The NSF Convergence Accelerator supports use-inspired, team-based, multidisciplinary efforts that address challenges of national importance and will produce deliverables of value to society in the near future.
This project on Water System Data Pooling for Climate Vulnerability Assessment and Warning System addresses a major gap in the resiliency of America's Water Supply, viz., resiliency to climate variability and change, especially focusing on the vulnerability of thousands of smaller utilities in the United States that may lack the financial wherewithal and technical capacity to analyze these risks and assess their impact on operations. This project establishes a convergence research agenda by bringing together experts in water systems, climate science, AI technologies, emulation models and software development for the conceptual design, development, and sharing of Artificial Intelligence (AI) and Machine Learning (ML) models to quantify America's water supply risk at the level of water utilities and their regulatory state and federal agencies. The aggregated data sources and scalable models for climate and water risk analyses will be made available and accessible to all communities interested in this information. The project employs AI-based techniques to facilitate the exploration of climate observations, climate model simulations and corresponding water system response to help create breakthroughs in our understanding of water supply risk. The models developed will assist in the strategic planning and operations of water systems in the face of an increasing frequency of floods and droughts under climate change and aging infrastructure conditions—factors that constitute significant risks to the nation’s safe supply of water.

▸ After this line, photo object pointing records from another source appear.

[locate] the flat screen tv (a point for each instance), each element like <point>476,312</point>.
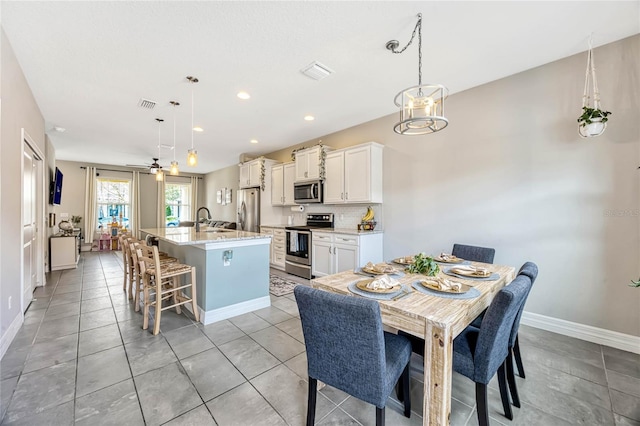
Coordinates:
<point>56,188</point>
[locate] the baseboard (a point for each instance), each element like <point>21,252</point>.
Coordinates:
<point>215,315</point>
<point>10,334</point>
<point>625,342</point>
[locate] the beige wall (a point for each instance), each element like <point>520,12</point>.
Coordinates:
<point>223,178</point>
<point>511,172</point>
<point>19,110</point>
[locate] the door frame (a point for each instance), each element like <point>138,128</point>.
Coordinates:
<point>39,250</point>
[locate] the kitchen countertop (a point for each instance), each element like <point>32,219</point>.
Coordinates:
<point>189,236</point>
<point>349,231</point>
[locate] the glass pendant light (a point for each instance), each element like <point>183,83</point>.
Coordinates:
<point>174,164</point>
<point>421,106</point>
<point>192,154</point>
<point>159,173</point>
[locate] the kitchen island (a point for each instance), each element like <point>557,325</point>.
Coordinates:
<point>232,267</point>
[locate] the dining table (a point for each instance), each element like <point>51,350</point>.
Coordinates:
<point>436,318</point>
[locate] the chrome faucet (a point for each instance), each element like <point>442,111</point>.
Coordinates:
<point>198,218</point>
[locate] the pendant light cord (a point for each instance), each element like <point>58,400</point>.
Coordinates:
<point>418,29</point>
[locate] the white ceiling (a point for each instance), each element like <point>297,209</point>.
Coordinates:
<point>88,64</point>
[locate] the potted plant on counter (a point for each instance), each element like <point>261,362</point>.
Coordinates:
<point>423,264</point>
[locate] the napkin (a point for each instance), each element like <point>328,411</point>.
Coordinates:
<point>445,285</point>
<point>382,282</point>
<point>466,269</point>
<point>447,257</point>
<point>380,268</point>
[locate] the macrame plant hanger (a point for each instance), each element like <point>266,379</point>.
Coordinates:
<point>597,126</point>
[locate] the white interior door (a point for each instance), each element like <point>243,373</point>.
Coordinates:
<point>29,204</point>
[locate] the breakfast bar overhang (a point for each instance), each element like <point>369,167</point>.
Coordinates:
<point>232,267</point>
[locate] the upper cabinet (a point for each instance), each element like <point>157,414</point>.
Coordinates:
<point>282,177</point>
<point>354,175</point>
<point>250,173</point>
<point>308,164</point>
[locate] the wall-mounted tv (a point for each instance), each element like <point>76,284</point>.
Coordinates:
<point>56,188</point>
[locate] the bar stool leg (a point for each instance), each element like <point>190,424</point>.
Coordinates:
<point>145,314</point>
<point>176,297</point>
<point>194,304</point>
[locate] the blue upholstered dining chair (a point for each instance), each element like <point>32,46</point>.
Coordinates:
<point>347,349</point>
<point>473,253</point>
<point>530,270</point>
<point>480,353</point>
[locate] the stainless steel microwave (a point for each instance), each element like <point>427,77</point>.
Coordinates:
<point>307,192</point>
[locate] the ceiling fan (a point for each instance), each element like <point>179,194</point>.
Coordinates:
<point>153,167</point>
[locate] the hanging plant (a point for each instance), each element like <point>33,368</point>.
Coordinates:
<point>593,120</point>
<point>323,157</point>
<point>293,152</point>
<point>262,173</point>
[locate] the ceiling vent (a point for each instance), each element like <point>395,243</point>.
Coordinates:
<point>316,71</point>
<point>146,103</point>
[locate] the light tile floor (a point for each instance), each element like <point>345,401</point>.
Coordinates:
<point>82,357</point>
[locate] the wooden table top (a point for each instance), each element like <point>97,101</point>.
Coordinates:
<point>410,313</point>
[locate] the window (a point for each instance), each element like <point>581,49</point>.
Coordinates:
<point>113,202</point>
<point>177,198</point>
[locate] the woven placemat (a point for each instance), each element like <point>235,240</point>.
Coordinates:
<point>378,296</point>
<point>491,277</point>
<point>471,294</point>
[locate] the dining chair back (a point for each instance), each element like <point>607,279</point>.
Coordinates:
<point>480,353</point>
<point>348,349</point>
<point>474,253</point>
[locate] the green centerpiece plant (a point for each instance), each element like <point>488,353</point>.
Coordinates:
<point>423,264</point>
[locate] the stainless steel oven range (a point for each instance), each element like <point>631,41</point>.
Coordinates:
<point>298,257</point>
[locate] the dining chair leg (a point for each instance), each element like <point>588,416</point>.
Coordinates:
<point>311,402</point>
<point>504,393</point>
<point>511,380</point>
<point>158,313</point>
<point>481,403</point>
<point>406,382</point>
<point>379,416</point>
<point>516,355</point>
<point>145,296</point>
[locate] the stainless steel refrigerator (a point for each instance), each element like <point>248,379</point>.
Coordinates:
<point>249,209</point>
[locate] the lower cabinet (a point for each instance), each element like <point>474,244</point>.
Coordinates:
<point>277,252</point>
<point>332,252</point>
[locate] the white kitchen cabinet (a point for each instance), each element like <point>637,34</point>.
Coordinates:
<point>277,185</point>
<point>282,177</point>
<point>64,251</point>
<point>250,173</point>
<point>308,163</point>
<point>277,251</point>
<point>289,178</point>
<point>354,175</point>
<point>333,252</point>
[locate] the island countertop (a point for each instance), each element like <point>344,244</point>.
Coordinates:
<point>188,235</point>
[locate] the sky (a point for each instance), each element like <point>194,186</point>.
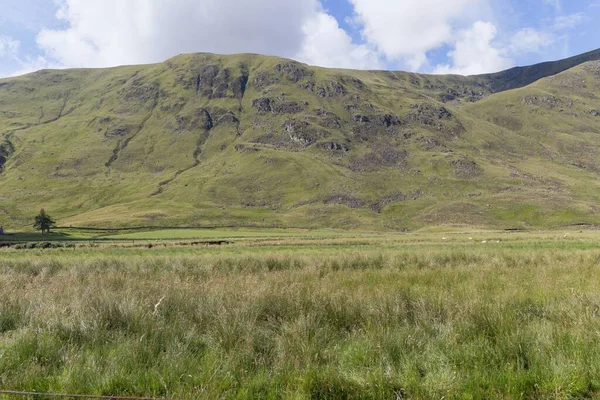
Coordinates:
<point>429,36</point>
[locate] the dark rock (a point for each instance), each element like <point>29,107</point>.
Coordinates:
<point>289,107</point>
<point>301,132</point>
<point>389,120</point>
<point>262,105</point>
<point>332,146</point>
<point>328,119</point>
<point>348,201</point>
<point>265,105</point>
<point>203,119</point>
<point>119,131</point>
<point>205,80</point>
<point>466,169</point>
<point>238,86</point>
<point>435,117</point>
<point>361,118</point>
<point>221,116</point>
<point>293,71</point>
<point>6,150</point>
<point>264,79</point>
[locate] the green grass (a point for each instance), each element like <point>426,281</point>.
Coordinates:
<point>357,317</point>
<point>223,233</point>
<point>536,160</point>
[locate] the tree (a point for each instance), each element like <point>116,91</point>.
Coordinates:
<point>44,222</point>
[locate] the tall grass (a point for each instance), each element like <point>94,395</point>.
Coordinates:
<point>440,322</point>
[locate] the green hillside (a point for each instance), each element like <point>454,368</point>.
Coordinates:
<point>249,140</point>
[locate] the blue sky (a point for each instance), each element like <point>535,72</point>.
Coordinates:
<point>430,36</point>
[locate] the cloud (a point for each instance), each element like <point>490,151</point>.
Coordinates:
<point>327,45</point>
<point>556,4</point>
<point>112,32</point>
<point>565,22</point>
<point>9,47</point>
<point>475,53</point>
<point>406,30</point>
<point>116,32</point>
<point>531,40</point>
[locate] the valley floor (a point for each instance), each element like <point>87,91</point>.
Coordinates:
<point>304,315</point>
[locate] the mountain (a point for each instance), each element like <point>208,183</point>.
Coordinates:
<point>203,139</point>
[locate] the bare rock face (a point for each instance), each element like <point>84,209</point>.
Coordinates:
<point>369,127</point>
<point>302,132</point>
<point>6,150</point>
<point>435,117</point>
<point>265,105</point>
<point>221,116</point>
<point>293,71</point>
<point>262,105</point>
<point>547,102</point>
<point>325,89</point>
<point>139,90</point>
<point>328,119</point>
<point>466,169</point>
<point>117,131</point>
<point>471,95</point>
<point>332,146</point>
<point>382,154</point>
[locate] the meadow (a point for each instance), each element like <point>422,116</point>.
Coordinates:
<point>306,315</point>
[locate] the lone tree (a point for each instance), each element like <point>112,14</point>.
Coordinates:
<point>44,222</point>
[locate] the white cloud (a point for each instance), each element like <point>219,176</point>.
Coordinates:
<point>112,32</point>
<point>406,30</point>
<point>475,53</point>
<point>556,4</point>
<point>565,22</point>
<point>9,47</point>
<point>326,44</point>
<point>116,32</point>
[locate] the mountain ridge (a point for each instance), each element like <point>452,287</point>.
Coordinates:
<point>256,140</point>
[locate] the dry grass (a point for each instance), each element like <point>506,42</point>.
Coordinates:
<point>385,321</point>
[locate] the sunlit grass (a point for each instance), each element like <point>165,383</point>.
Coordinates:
<point>392,317</point>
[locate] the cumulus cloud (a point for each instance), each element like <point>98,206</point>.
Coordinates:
<point>9,47</point>
<point>116,32</point>
<point>564,22</point>
<point>326,44</point>
<point>406,30</point>
<point>111,32</point>
<point>531,40</point>
<point>475,53</point>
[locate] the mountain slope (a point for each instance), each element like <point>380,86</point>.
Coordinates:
<point>246,139</point>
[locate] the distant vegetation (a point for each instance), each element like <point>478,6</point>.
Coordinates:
<point>44,222</point>
<point>247,140</point>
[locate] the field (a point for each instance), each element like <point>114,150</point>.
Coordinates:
<point>305,315</point>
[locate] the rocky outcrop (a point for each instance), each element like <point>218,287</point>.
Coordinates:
<point>335,147</point>
<point>6,150</point>
<point>326,89</point>
<point>435,117</point>
<point>547,102</point>
<point>328,119</point>
<point>293,71</point>
<point>466,169</point>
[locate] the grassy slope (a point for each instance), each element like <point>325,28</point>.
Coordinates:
<point>498,162</point>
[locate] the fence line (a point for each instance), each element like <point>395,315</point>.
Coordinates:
<point>75,396</point>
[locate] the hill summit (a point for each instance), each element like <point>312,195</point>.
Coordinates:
<point>242,140</point>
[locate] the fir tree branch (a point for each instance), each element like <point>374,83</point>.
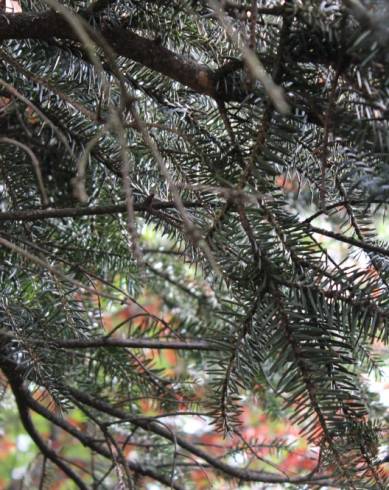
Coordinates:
<point>37,214</point>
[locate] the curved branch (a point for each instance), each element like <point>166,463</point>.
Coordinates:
<point>36,214</point>
<point>242,474</point>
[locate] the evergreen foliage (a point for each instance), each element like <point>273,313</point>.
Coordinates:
<point>188,118</point>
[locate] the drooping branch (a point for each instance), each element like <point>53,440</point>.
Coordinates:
<point>49,25</point>
<point>198,345</point>
<point>37,214</point>
<point>194,450</point>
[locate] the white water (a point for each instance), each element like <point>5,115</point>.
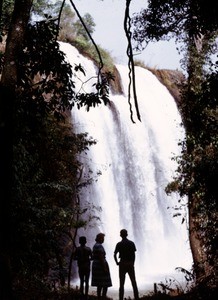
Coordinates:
<point>136,165</point>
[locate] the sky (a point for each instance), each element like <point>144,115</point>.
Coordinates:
<point>108,16</point>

A cloud-based, multi-scale AI-enabled modeling, and model and data sharing, platform will be developed to support user-centric analyses for the water supply industry. The platform provides multiscale modeling for feature identification, spatiotemporal modeling and forecasting, functional dependence, inverse problems and transfer learning. Physics-based models as well as AI models will be explored in this context. A diverse set of data sources will be used, including national-scale water data will along with utility-collected data. The outputs will be responsive to identified user needs and will become a community data and modeling resource. A deep collaboration with industry partners via the Columbia Water Center’s America’s Water initiative and through the University of Massachusetts’s Water Innovation Network for Sustainable Small Systems guides this process. A broad range of organizations and their constituents will be engaged via webinars and on-site training and demonstrations about the platform. A particular focus of this effort is on organizations and representatives of underrepresented communities that are especially vulnerable to climate driven disruption. Educational materials will be targeted towards users from such communities with the goal of developing additional trained individuals locally who could support the use and interpretation of ML tools for water risk analysis in a local system context. Outreach activities will be especially targeted to the smaller water utilities who may be resource constrained and can, thus, benefit from the shared platform that will be created.
This award reflects NSF's statutory mission and has been deemed worthy of support through evaluation using the Foundation's intellectual merit and broader impacts review criteria.